Of course, moving to a new residence is different than spending the weekend at the fairgrounds. It's not just a new stall, but a new turnout area, a new routine, and hopefully new friends.
After I officially became Snoopy's owner, I kept him at a fairly small boarding stable near my home at the time. There were about 12 horses on the property, all of them geldings spare the one stallion. Most of them were older, too, making for a fairly low-key herd. At that point in his life, Snoopy had spent most of his days holed up in stalls at show barns, so I'm not sure if he'd ever spent time in a herd situation in his adult life. He quickly became best friends with a little bay Morgan gelding and adapted pretty quickly to herd life, albeit at the bottom of the pecking order.
The farm grew, which meant a bigger herd and the addition of a few mares. But Snoopy had established his place and did fine. Even after his best buddy was sold and moved away, he found a new little bay Morgan gelding to buddy up with, and life went on. He probably would have lived out his days on that farm if I hadn't moved to Kentucky.

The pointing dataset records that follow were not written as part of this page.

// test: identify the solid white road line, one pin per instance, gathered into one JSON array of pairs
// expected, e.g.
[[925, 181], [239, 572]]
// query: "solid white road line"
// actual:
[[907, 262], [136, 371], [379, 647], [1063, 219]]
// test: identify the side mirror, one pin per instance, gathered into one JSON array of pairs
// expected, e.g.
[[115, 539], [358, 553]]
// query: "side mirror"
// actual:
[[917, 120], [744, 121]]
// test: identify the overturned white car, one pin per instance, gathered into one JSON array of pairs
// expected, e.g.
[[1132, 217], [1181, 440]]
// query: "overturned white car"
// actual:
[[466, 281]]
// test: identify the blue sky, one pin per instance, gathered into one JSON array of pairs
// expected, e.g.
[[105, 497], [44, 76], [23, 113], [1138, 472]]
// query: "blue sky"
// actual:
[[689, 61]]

When he came down here, he moved into a fairly small, family-run farm. Unlike the previous farm, this one had several small paddocks with just a few horses in each rather than one big herd. I thought this would be ideal for my aging horse, but he had a revolving door of turnout buddies, most of them a bit too rough for him. I liked the farm and my co-boarders, but Snoopy never seemed as settled in there as he had been at the previous stable.
That first Kentucky barn was built as a show barn with a small indoor, but not a lot of outdoor riding space. With our showing days mostly behind us, I decided to move him to a farm that would be more conducive to happy hacking. At the time he left, he'd been living outside 24/7 with a couple of yearlings and an elderly mare who all loved him. I worried about moving him away from this little family unit where he finally seemed content.
|Snoopy enjoying the Kentucky bluegrass at his new home.|
As it turns out, my worries were unnecessary. He's now living in the company of a couple of other aged geldings in a lovely green paddock. I can't say that they've become inseperable. In fact, for the first couple of weeks they seemed to completely ignore one another. But since then I've caught him grazing side-by-side with one horse or dozing in the corner of the paddock with the other. I like to think they're sharing war stories from their exciting pasts in the show ring, but they're probably just enjoying each other's peaceful company. I think Snoopy and I are both going to be happy with the new digs.